Dağlarda yalçın zirvelerde, yol vermeyen vadilerde ,derin uçurumlarda onlar var , can pahasına Vatanı koruyanlara saygıyla sevgiyle selam olsun , şehitlerimize rahmet dileyerek * CEHENNEMDERE KANYONU

Serap Yeşiltuna
11 Ocak 2015

Cehennemdere Kanyonu

Unutulanların Dışında Yeni Bir Şey Yok” aylarca en çok okunanlar listesinde kaldı. Sadece emri altındaki askerleri değil artık herkes onun PKK’ya karşı verdiği cansiperane mücadeleyi yazdıklarından biliyordu.

1993-1995’te Hakkari’de Dağ ve Komando Tugayı ve Güvenlik Komutanı olarak görev yapan Pamukoğlu Paşa, sadece Doğu ve Güneydoğu’yu değil, Kuzey Irak’ı da en iyi bilen isimlerden biriydi. PKK ne zaman nerede konuşlanır, hangi aylarda kaç kişi nerede barınır, ne zaman ne yapar ve ona karşı nasıl mücadele edilir yine en iyi bilen komutanlardan biri oldu.

30’a yakın sayıda yapılan sınır dışı askeri operasyonların neredeyse tamamı onun yönetiminde yapılmıştı.

Biz ise bu ülkenin sıradan vatandaşları, asker yakınları, belki asker anaları babaları kardeşleri olarak bir PKK terör örgütünü biliyor, ülkemizin başındaki bu belaya hergün lanetler okuyor ve cenazeler kaldırıyor, cenazeler seyrediyorduk da oralarda neler olduğunu elbette bilmiyorduk.

Gece gündüz, soğuk, kar kış, tipi, dağ, tepe bayır demeden, aç susuz ve yorgun ve sırtlarında kilolarca ağırlıkla terörist avlamaya çalışan, kendini onlara karşı korumaya çalışan askerimizin, Mehmetçiğimizin nasıl mücadele ettiğini, nasıl savaştığını ve hatta ne hissettiğini bilmiyorduk.

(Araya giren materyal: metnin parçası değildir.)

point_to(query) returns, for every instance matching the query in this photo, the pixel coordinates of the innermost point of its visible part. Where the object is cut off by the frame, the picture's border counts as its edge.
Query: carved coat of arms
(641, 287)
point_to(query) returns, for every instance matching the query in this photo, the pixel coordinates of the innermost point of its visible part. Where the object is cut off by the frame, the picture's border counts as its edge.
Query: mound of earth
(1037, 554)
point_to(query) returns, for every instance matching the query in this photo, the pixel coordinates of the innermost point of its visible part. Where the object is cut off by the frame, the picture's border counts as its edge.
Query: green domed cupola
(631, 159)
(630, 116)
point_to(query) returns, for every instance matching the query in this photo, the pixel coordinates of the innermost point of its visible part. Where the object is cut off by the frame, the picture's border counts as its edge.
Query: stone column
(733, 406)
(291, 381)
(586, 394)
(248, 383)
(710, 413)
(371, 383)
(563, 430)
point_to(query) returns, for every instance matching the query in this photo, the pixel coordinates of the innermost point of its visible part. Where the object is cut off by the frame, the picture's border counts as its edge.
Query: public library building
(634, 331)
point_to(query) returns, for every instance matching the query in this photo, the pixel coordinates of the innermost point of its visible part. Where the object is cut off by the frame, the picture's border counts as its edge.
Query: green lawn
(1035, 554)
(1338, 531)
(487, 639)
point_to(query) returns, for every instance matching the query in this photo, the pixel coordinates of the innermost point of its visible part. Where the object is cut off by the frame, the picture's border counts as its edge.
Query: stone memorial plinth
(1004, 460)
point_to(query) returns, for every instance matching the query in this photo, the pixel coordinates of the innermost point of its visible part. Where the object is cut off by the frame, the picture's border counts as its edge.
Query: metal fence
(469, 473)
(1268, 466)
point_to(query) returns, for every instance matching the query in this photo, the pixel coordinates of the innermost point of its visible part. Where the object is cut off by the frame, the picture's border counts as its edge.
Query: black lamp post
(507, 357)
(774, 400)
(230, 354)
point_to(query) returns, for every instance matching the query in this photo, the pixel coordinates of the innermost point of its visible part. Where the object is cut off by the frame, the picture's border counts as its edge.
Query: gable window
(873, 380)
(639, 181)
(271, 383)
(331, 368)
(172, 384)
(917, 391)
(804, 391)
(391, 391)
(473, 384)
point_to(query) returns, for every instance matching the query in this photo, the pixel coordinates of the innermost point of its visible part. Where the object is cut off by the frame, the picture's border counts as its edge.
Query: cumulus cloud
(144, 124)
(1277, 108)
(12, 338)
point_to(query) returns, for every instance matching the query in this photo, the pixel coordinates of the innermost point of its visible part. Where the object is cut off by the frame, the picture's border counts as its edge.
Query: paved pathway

Ordumuzun ne yaptığını ve maalesef ne yapamadığını da…

Siyasetin neye izin verdiğini ve vermediğini…

Hangi kirli tuzakların olduğu, hangi ülkelerin hangi gizli oyunlarının var olduğunu da…

Bunların pek çoğunu Pamukoğlu Paşa ve onun gibi isimlerin anlattıklarından, yazdıklarından artık biliyoruz.

“Cehennemdere Kanyonu” işte Osman Pamukoğlu’nun yine çok konuşulacak romanlarından biri.

PKK’nın Kandil’den sonraki en büyük ikinci kampı olan Zap Kampı’nın, 20 asker ve 1 komutan tarafından basılışının öyküsü.

Kışın oldukça soğuk günlerinden birinde, PKK’lı teröristlerin hiç de baskın beklemediği dönemlerden birinde yola koyulur müfrezemiz.

Müfreze Komutanı Yüzbaşı Tayfun, tek aşkı, tek görevi, tek ailesi vatan olan gözüpek bir askerdir.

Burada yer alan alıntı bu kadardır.